B) Kanun Yararına Bozma Talebi:
Kanun yararına bozma talebi ve ihbar yazısında, "Dosya kapsamına göre, 28/06/2014 tarihli ve 29044 sayılı Resmi Gazete"de yayımlanarak yürürlüğe giren 6545 sayılı Türk Ceza Kanunu ile Bazı Kanunlarda Değişiklik Yapılmasına Dair Kanun’un 68. maddesi ile 5237 sayılı Türk Ceza Kanunu"nun 191. maddesi yeniden düzenlenmiş olup, anılan maddenin 8. fıkrasında “Bu Kanunun; a) 188 inci maddesinde tanımlanan uyuşturucu veya uyarıcı madde imal ve ticareti, b) 190 ıncı maddesinde tanımlanan uyuşturucu veya uyarıcı madde kullanılmasını kolaylaştırma, suçundan dolayı yapılan kovuşturma evresinde, suçun münhasıran bu madde kapsamına girdiğinin anlaşılması hâlinde, sanık hakkında bu madde hükümleri çerçevesinde hükmün açıklanmasının geri bırakılması kararı verilir.” şeklindeki düzenleme nazara alınarak, 5271 sayılı Kanun’un 231/6. maddesinde belirtilen şartlar aranmaksızın sanık hakkında hükmün açıklanmasının geri bırakılmasına karar verilmesinin yasal bir zorunluluk olduğu gözetilmeden, itirazın reddi yerine, yazılı şekilde kabulüne karar verilmesinde isabet görülmemiştir." denilerek, Bingöl 1. Ağır Ceza Mahkemesi’nin 20/03/2017 tarihli ve 2017/247 değişik iş sayılı kararının bozulması istenmiştir.

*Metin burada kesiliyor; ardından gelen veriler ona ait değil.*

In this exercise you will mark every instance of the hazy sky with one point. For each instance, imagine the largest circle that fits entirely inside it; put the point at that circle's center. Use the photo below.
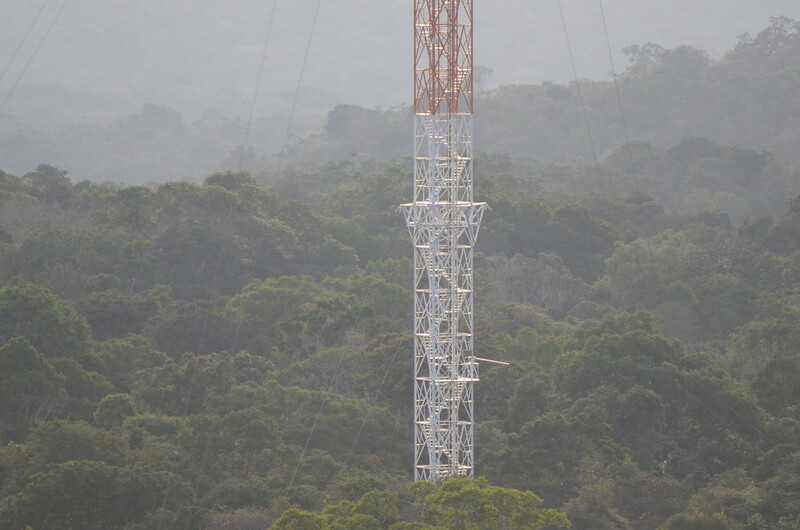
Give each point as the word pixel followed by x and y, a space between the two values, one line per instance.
pixel 195 53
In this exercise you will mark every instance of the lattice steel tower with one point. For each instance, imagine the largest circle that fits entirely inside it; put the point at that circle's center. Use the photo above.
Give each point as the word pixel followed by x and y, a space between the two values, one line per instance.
pixel 443 221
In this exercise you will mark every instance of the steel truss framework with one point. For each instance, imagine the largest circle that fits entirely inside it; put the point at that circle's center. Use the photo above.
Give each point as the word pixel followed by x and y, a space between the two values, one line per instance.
pixel 443 221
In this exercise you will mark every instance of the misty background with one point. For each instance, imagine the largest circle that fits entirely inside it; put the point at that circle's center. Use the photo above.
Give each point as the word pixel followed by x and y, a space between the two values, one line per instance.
pixel 152 91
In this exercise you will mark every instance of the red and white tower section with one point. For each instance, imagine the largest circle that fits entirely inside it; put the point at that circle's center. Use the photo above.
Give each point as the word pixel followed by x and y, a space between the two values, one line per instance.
pixel 443 221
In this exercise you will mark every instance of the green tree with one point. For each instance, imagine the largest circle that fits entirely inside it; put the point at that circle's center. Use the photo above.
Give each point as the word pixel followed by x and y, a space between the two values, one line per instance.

C) Konunun Değerlendirilmesi:
28/06/2014 tarihinde yürürlüğe giren 6545 sayılı Kanun"la değişik TCK’nın 191. maddesinin 8. fıkrasında, 188 veya 190. maddelerde tanımlanan suçlardan dolayı yapılan kovuşturma evresinde, suçun 191. madde kapsamına girdiğinin anlaşılması halinde, sanık hakkında "hükmün açıklanmasının geri bırakılmasına" karar verilmesi öngörülmüştür.
Belirtilen hükme göre, TCK"nın 191. maddesinin 8. fıkrası uyarınca, 28.06.2014 itibarıyla uyuşturucu madde ticareti suçundan yapılan yargılama esnasında suçun münhasıran TCK"nın 191. maddesinde tanımlanan "kullanmak için uyuşturucu veya uyarıcı madde satın almak, kabul etmek veya bulundurmak ya da uyuşturucu veya uyarıcı madde kullanmak" suçunun kapsamına girdiğinin anlaşılması hâlinde, CMK"nın 231. maddesindeki şartlar aranmaksızın, hükmün açıklanmasının geri bırakılmasına karar verilmesi zorunlu olduğundan, somut olayda, Cumhuriyet savcısının suç vasfına yönelik itirazına ilişkin olarak değerlendirme yapılarak itiraz hakkında bir karar verilmesi gerekirken, “CMK"nın 231. maddesinde yer alan genel şartlara göre hükmün açıklanmasının geri bırakılmasının mümkün olmadığı” şeklindeki gerekçe ile itirazın kabulüne karar verilmesi yasaya aykırı olup, kanun yararına bozma talebi yerindedir.
D) Karar:
Açıklanan nedenlere göre; Bingöl 1. Ağır Ceza Mahkemesi’nin 20/03/2017 tarihli ve 2017/247 değişik iş sayılı kararının 5271 sayılı CMK"nın 309. maddesinin 3. fıkrası gereğince kanun yararına BOZULMASINA, aynı Kanun"un 309. maddesinin 4. fıkrasının (a) bendi uyarınca gerekli işlemin yapılması için, dosyanın Adalet Bakanlığı"na iletilmek üzere Yargıtay Cumhuriyet Başsavcılığı"na gönderilmesine, 18.01.2018 tarihinde oybirliğiyle karar verildi.